Hybrid CMOS/Nano Circuit Design
Participating Faculty: Garrett S. Rose
In recent years many researchers have begun investigating the use of novel nanoelectronic devices in computer systems. The reason for such interest in nanotechnology stems from the fact that conventional technologies, specifically complementary metal oxide semiconductors (CMOS), are becoming more unreliable and difficult to work with as device feature sizes scale into the nanometer regime. These issues emerge for various reasons, including difficulty in fabricating such small devices, higher sensitivities to parameter variations and characteristics that are increasingly dependent on quantum phenomena. Novel nanoscale technologies (e.g, quantum cellular automata, single electronics and molecular electronics) offer several potential advantages where issues due to scaling may be adverted or, in some cases, even leveraged as features in new design approaches for digital circuits and architectures. Of course, conventional CMOS technology has grown strong roots in the microelectronics industry and will not be phased out completely anytime soon. Thus, the point of this research is not simply an exploration into the use of nanotechnology for digital logic and memory but also how novel nanoelectronic circuits can be integrated with conventional CMOS. Such hybrid CMOS/Nano systems (illustrated in Figure 1) aim to take advantage of each technology for optimal area utilization, performance, power consumption and design complexity [1, 2].

A Hybrid CMOS/Molecular Memory Design
Many molecular electronic devices fabricated to date have exhibited a property known as hysteresis whereby a device can be made to operate with one of two possible conductivity states. Since there are two possibilities for conductance, or resistance, the device can be easily used as a memory cell where one conductivity state represents logic 1 and the other logic 0. Shown below in Figure 2 is a hybrid CMOS/molecular memory design where molecular devices are used to store data and CMOS is used to access the memory.
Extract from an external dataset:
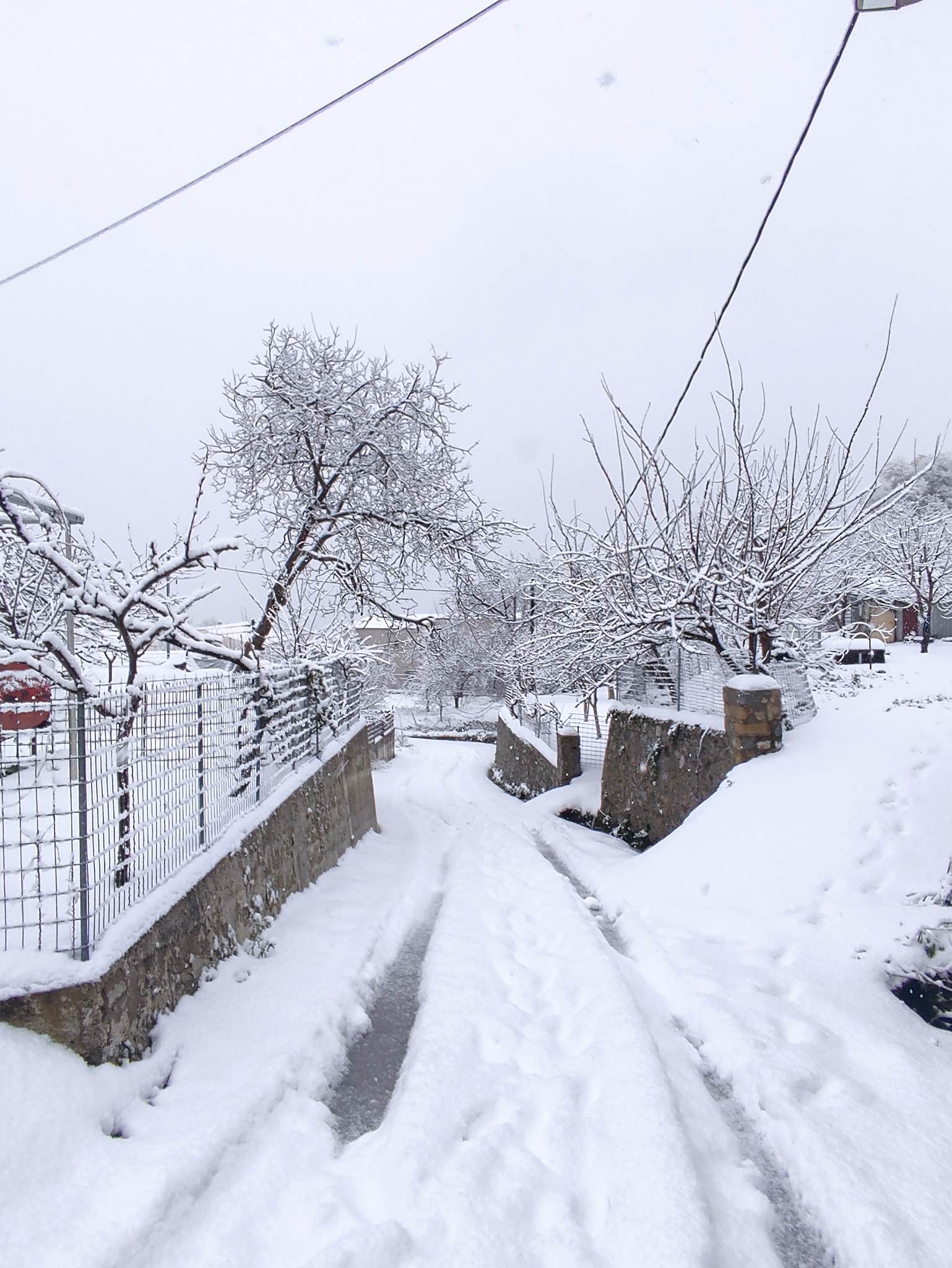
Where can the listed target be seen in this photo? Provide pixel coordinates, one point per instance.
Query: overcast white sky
(563, 192)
This memory was designed from a circuit designer’s perspective considering factors such as power consumption, device parameter variations and scalability [3, 4].
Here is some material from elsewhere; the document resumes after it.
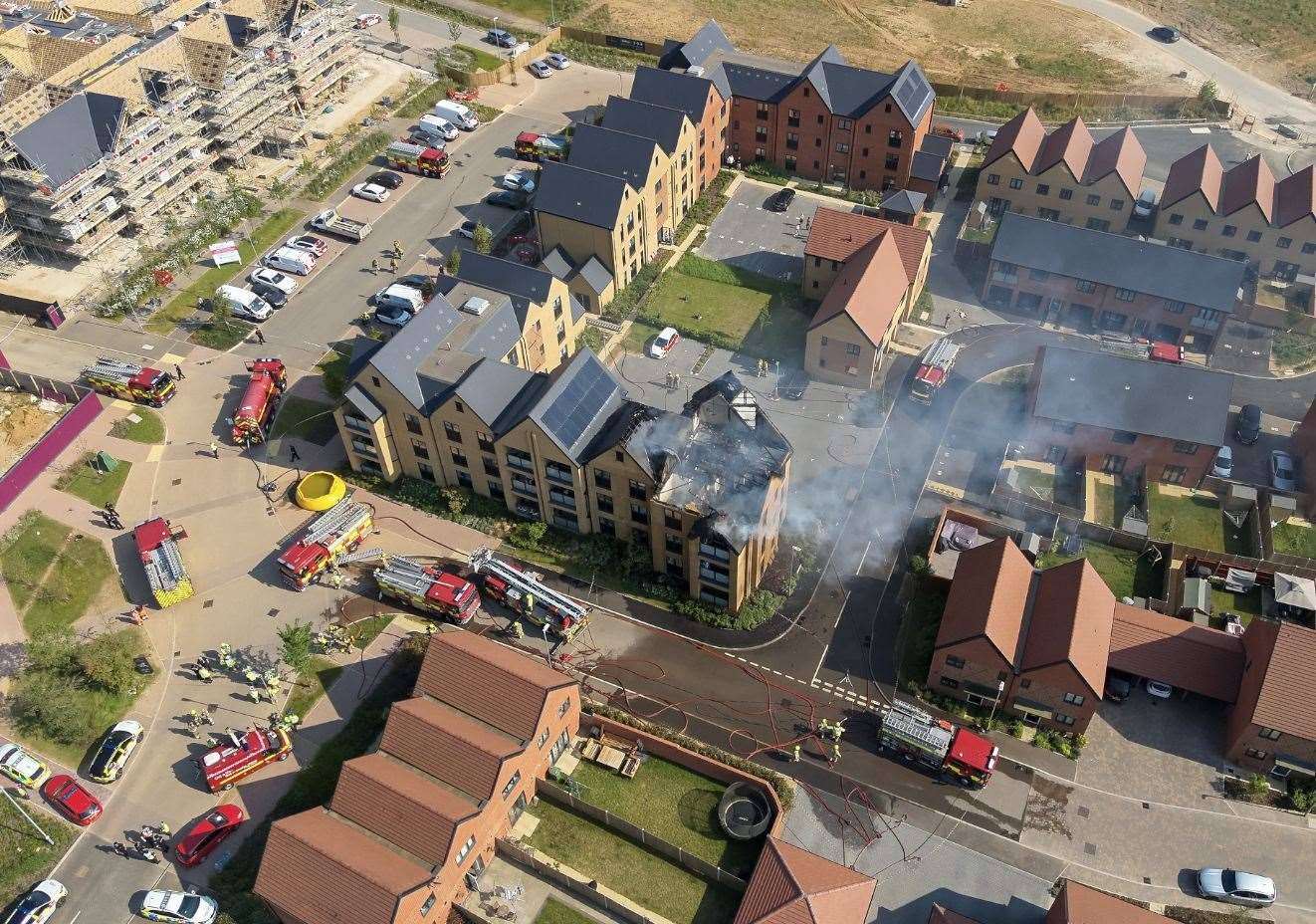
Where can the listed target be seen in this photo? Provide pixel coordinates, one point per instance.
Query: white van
(457, 114)
(289, 260)
(244, 303)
On-Chip Characterization of Nanoscale Devices via CMOS Circuitry
An important step in developing hybrid CMOS/molecular circuits is to design CMOS circuitry for the on-chip characterization of molecular electronic devices. Work has already begun in collaboration with researchers at NIST to design and implement simple circuits (amplifiers, decoders, etc.) that can be fabricated as parts of first generation CMOS/molecular systems. Current work at Poly has consisted of the design of verification of this test circuitry while collaborators have already begun fabricating molecular electronic devices and circuits. As this project develops, hybrid CMOS/molecular circuits will not only be designed and verified using CAD tools but will also be realized and tested in the lab, bringing such novel approaches one step closer to reality [5].
[1] M. R. Stan, G. S. Rose, and M. M. Ziegler, “Hybrid CMOS/Molecular Integrated Circuits,” in Moore’s Law: Beyond Planar Silicon CMOS and into the Nano Era, H. Huff, Ed., Springer, in press.
[2] M. R. Stan, G. S. Rose, and M. M. Ziegler, “Hybrid CMOS/molecular Electronic Circuits,” in Proceedings of the International Conference on VLSI Design, Hyderabad, India, Jan. 2006.
[3] G. S. Rose, Y. Yao, J. M. Tour, A. C. Cabe, N. Gergel-Hackett, N. Majumdar, J. C. Bean, L. R. Harriott, and M. R. Stan, “Designing CMOS/Molecular Memories while Considering Device Parameter Variations,” ACM Journal of Emerging Technologies in Computing, submitted.
[4] G. S. Rose, A. C. Cabe, N. Gergel-Hackett, N. Majumdar, M. R. Stan, J. C. Bean, L. R. Harriott, Y. Yao, and J. M. Tour, “Design Approaches for Hybrid CMOS/Molecular Memory Based on Experimental Device Data,” in Proceedings of the ACM Great Lakes Symposium on VLSI, Philadelphia, PA, May 2006, pp. 2-7. (Best student paper.)
[5] N. Gergel-Hackett, G. S. Rose, P. Paliwoda, C. A. Hacker, C. A. Richter, “OnChip Characterization of Molecular Electronic Devices: The Design and Simulation of a Hybrid Circuit Based on Experimental Molecular Electronic Device Results,” in Proceedings of the ACM Great Lakes Symposium on VLSI, 2007, submitted.